Faut-il attendre une directive présidentielle pour que chacun s'agite et règle définitivement cette question ? Mesdames et Messieurs les responsables, vous avez des attributions, exercez-les. Mettez un terme définitif au calvaire, qui s'apparente à un acte inhumain, des citoyens devant les bureaux de poste (file d'attente sous le soleil et bousculade lors de l'ouverture des portes).

Faut-il attendre une instruction du président de la République pour faire ouvrir les bureaux de poste de 6 heures à 20 heures, par exemple, pour faire face à cette affluence exceptionnelle, exacerbée par le manque de liquidités ?

Faut-il attendre une injonction du président de la République pour faire bénéficier, à titre d'exemple aussi, d'une journée ou de deux journées de repos, en plus du repos hebdomadaire, les agents d'Algérie Poste qui exerceront deux (02) jours successifs de 6 heures à 20 heures ?
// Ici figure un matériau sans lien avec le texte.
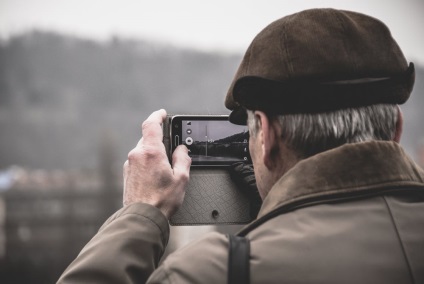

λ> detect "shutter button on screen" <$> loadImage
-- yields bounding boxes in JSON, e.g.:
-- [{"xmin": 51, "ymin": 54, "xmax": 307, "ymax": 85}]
[{"xmin": 186, "ymin": 137, "xmax": 193, "ymax": 146}]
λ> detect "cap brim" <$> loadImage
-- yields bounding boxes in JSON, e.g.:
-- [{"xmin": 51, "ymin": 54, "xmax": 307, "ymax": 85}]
[{"xmin": 230, "ymin": 63, "xmax": 415, "ymax": 115}]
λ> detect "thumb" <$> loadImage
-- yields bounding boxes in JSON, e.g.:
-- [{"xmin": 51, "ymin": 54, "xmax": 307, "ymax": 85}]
[{"xmin": 172, "ymin": 145, "xmax": 191, "ymax": 182}]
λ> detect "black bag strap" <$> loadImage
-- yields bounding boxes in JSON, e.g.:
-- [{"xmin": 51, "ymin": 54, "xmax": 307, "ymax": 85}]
[{"xmin": 228, "ymin": 235, "xmax": 250, "ymax": 284}]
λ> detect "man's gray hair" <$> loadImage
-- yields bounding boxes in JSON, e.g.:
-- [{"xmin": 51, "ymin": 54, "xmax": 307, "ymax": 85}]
[{"xmin": 247, "ymin": 104, "xmax": 398, "ymax": 158}]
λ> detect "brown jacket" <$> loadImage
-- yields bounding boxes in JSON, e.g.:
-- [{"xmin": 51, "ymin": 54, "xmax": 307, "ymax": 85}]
[{"xmin": 59, "ymin": 142, "xmax": 424, "ymax": 283}]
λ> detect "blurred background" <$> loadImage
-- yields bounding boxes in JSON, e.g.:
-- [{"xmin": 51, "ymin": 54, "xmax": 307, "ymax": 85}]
[{"xmin": 0, "ymin": 0, "xmax": 424, "ymax": 283}]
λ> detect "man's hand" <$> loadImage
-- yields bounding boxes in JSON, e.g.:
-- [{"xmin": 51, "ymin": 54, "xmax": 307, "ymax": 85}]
[{"xmin": 123, "ymin": 109, "xmax": 191, "ymax": 219}]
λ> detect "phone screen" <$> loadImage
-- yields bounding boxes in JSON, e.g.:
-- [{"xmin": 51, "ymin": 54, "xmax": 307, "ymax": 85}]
[{"xmin": 172, "ymin": 116, "xmax": 251, "ymax": 165}]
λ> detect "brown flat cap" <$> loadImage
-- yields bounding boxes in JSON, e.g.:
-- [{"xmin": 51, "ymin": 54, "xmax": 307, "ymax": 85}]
[{"xmin": 225, "ymin": 9, "xmax": 415, "ymax": 124}]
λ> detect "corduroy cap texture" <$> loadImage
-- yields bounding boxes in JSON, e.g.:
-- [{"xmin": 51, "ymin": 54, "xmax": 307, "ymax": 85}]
[{"xmin": 225, "ymin": 9, "xmax": 415, "ymax": 124}]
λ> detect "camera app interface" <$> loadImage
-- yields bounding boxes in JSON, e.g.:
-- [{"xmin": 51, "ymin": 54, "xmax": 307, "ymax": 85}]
[{"xmin": 182, "ymin": 120, "xmax": 251, "ymax": 165}]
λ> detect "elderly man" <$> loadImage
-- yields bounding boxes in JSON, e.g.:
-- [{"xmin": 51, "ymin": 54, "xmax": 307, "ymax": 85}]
[{"xmin": 59, "ymin": 9, "xmax": 424, "ymax": 283}]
Faut-il attendre un ordre du président de la République pour que chaque responsable adopte une attitude et surtout une conduite responsable pour régler définitivement ce problème et ne pas se suffire des effets d'annonce, sans aucun impact ?

Enfin et avec cette perte d'une vie humaine, la dignité, le sens du devoir et surtout la responsabilité morale imposent la démission du ministre des Finances, du ministre en charge de la Poste et du directeur général d'Algérie Poste.

L'Algérie nouvelle, la République nouvelle doit faire émerger de nouvelles pratiques, une compétence, une abnégation et un don de soi dans la conduite des affaires publiques ainsi qu'un véritable sens des responsabilités où la sanction positive et négative est de rigueur avec un respect entier et effectif des citoyennes et des citoyens.